Following endorsement by the Cabinet of Ministers, the government of the United Arab Emirates has published a comprehensive national policy on nuclear energy in order to meet increasing energy demand.
The construction permit for the unfinished second unit at Tennessee Valley Authority's (TVA's) Watts Bar nuclear power plant has been extended by the US Nuclear Regulatory Commission (NRC). The permit has been extended until 31 March 2013. TVA requested the extension on 8 May. The company has told the NRC that it intends to complete Watts Bar 2 by 2013 and request an operating licence in 2012. When completed, the reactor will be an 1100 MWe, Westinghouse-designed pressurised water reactor (PWR), essentially the same as the operating unit Watts Bar 1, which started up in 1996. TVA received a construction permit for both units in 1973. Initial construction on Unit 2 stopped in 1985. In October 2000, the NRC extended the Unit 2 construction permit to 31 December 2010. In August 2007, the TVA board decided to complete construction of Watts Bar 2 to help meet growing demand for power. Completion is estimated to take five years and cost $2.5 billion.
Czech utility CEZ has requested that the country's Ministry of the Environment conduct an environmental impact assessment of two additional reactors at the Temelin nuclear power plant.
France has signed a nuclear cooperation agreement with Libya, adding to previous such agreements signed with other North African nations. In the last year France has concluded agreements with every North African country on the Mediterranean except Egypt.
[Associated Press, 7 July] An appeals court in the Czech Republic has ordered a retrial for seven artists who hacked into a national television weather broadcast in June 2007 to show a fake nuclear explosion on the horizon of a live shot of the Czech mountains.

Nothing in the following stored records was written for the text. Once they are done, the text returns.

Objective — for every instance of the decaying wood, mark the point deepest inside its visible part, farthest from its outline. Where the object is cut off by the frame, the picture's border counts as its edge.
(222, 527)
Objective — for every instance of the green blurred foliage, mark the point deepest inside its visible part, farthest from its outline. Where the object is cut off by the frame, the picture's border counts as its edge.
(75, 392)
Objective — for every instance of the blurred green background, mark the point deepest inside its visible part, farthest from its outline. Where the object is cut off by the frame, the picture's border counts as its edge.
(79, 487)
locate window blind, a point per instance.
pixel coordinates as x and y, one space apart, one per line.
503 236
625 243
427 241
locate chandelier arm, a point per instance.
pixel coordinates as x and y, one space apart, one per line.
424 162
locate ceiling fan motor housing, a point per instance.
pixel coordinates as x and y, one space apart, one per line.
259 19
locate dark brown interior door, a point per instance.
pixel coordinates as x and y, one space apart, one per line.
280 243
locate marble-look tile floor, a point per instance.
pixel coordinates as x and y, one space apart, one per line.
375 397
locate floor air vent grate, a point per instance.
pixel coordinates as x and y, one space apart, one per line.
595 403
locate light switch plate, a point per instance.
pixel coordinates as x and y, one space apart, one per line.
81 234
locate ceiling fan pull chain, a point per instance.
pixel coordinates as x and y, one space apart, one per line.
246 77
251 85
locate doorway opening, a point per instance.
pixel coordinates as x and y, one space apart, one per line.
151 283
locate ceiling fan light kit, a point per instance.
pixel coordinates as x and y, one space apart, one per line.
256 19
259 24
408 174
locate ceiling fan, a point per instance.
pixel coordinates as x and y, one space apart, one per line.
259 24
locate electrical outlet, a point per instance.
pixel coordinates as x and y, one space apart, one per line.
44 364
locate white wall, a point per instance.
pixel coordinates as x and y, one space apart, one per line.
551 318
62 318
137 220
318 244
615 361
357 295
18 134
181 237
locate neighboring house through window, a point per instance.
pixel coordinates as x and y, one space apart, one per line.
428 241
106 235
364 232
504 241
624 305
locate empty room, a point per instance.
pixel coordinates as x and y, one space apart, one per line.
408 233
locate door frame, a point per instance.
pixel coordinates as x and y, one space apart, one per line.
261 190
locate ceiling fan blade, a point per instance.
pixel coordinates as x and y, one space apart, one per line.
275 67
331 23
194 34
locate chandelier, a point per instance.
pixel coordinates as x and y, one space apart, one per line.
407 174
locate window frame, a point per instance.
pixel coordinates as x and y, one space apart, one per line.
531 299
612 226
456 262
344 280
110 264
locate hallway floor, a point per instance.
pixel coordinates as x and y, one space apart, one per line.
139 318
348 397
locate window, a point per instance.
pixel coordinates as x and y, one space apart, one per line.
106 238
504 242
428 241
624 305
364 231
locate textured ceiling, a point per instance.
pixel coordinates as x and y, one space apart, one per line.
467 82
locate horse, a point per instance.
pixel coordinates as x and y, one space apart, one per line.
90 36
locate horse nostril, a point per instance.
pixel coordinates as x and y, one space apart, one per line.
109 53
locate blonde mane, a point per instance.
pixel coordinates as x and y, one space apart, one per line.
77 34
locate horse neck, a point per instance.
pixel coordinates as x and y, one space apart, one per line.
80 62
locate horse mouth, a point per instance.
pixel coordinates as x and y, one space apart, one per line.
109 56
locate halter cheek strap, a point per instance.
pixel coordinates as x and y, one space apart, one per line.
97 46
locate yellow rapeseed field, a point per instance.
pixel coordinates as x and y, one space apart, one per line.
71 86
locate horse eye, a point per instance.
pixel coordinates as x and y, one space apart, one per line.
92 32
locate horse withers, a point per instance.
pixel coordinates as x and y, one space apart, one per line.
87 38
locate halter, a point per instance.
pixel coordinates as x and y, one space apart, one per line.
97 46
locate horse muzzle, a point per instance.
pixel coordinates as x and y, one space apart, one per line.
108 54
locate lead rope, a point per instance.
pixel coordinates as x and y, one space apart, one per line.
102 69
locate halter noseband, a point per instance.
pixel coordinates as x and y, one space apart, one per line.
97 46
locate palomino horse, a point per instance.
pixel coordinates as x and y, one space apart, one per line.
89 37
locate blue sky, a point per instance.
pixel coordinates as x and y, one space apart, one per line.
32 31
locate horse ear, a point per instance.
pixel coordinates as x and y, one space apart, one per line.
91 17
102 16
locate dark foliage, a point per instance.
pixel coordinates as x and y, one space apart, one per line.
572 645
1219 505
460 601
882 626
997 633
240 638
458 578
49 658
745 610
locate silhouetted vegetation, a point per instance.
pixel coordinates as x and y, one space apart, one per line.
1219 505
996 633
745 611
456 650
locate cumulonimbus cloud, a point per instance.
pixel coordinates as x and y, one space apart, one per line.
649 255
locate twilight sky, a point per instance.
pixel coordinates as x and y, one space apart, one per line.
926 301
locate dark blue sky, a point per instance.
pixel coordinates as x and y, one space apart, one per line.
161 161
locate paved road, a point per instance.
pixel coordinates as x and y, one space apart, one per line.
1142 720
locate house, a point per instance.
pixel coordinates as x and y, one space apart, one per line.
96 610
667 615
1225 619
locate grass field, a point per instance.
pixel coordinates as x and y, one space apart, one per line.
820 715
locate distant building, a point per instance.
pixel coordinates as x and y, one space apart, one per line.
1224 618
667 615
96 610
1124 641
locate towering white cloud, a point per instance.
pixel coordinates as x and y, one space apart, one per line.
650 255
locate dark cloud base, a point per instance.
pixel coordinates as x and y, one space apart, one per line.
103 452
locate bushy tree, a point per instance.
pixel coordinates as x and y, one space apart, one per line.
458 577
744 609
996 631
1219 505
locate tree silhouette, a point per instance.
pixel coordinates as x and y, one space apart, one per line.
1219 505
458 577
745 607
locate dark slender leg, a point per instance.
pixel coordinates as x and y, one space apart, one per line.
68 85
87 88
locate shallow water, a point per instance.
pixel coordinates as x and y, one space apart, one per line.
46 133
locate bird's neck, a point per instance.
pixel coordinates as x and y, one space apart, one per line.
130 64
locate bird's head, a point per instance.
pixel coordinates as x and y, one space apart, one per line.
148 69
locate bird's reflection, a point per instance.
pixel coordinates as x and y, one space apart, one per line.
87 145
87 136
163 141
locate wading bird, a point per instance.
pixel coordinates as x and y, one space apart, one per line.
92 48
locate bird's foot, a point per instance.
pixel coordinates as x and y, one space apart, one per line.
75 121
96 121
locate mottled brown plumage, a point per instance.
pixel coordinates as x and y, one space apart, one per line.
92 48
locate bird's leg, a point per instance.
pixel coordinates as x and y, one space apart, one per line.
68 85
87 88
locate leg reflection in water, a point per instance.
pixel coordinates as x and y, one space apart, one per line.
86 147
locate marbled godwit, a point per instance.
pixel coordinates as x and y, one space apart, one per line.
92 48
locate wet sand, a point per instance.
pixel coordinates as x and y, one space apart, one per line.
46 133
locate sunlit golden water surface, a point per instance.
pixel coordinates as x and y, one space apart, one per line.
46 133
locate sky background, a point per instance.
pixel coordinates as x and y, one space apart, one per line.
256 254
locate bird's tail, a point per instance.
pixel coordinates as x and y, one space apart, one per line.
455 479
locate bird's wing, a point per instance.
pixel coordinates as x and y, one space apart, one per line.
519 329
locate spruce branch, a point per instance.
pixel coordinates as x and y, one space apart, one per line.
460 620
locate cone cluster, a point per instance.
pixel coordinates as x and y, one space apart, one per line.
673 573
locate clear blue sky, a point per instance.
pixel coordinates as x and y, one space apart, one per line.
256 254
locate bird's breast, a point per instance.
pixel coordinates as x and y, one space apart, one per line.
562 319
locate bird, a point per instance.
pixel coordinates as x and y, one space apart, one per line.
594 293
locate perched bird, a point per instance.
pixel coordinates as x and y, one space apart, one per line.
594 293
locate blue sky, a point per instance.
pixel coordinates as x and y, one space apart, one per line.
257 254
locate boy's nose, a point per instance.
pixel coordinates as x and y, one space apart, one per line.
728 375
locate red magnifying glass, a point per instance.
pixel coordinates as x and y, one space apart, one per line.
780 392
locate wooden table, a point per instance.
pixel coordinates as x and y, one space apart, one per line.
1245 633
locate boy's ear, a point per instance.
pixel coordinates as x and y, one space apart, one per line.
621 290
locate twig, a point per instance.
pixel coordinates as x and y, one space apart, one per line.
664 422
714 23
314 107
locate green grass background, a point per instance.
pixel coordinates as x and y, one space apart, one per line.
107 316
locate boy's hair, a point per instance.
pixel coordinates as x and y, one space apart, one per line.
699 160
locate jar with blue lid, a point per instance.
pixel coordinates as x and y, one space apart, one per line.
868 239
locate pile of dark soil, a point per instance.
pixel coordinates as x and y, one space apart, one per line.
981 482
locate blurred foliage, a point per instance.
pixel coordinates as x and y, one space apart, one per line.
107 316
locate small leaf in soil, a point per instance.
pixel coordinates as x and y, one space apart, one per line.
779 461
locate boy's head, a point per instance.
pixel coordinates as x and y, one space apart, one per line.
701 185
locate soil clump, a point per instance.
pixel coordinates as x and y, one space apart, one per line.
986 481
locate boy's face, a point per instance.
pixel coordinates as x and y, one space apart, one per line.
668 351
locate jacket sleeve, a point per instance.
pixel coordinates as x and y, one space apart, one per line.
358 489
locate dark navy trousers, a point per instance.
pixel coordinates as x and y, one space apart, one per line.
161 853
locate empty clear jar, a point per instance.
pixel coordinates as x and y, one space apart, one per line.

Members of the Prague-based Ztohoven art group admitted to tampering with equipment at public broadcaster Czech Television, adding that the project aimed to demonstrate how easily reality can be manipulated by the media. However, Czech Television called the stunt "improper" and said it could have scared many people. In March, the artists were acquitted of spreading false information, but the state prosecutor appealed the verdict. An appeals court in Hradec Kralove overturned the decision last week. A date for the new trial has yet to be set. If found guilty, the artists face a maximum jail term of three years. In December, Prague's National Gallery awarded the Ztohoven group the new NG 333 prize for young artists, worth some $21,750, for the project. On its website, the group says of its stunt: "On 17 June 2007, our group invaded media and television territory, intruded and impeached its trueness as well as its credibility."
[Bloomberg, 11 July] The USA, China, South Korea, Japan and Russia have agreed on "principles" needed to verify North Korea's list of nuclear materials and programs, according to the chief US envoy, assistant secretary of state Christopher Hill. He said that officials will begin to determine the specifics of how, for example, to check the accuracy of documents submitted by North Korea, set up reactor site visits and conduct interviews with scientists. "Those are examples of the principles, but the key thing will be when the denuclearization working group meets to work out the actual protocol," Hill said. The six-nation talks aim to set a "road map" that will outline how North Korea will dismantle and abandon its nuclear weapons programs, in the third and final phase of the disarmament effort. The latest meetings, which began in Beijing yesterday, follow the recent declaration by North Korea of its nuclear activities and the demolition of the cooling tower at the Yongbyon nuclear weapons complex.
A 'preferred bidder' has been selected for the management of the UK's enormous Sellafield site. The Nuclear Management Partners consortium will now enter negotiations over the £1.3 billion ($2.5 billion) per year contract.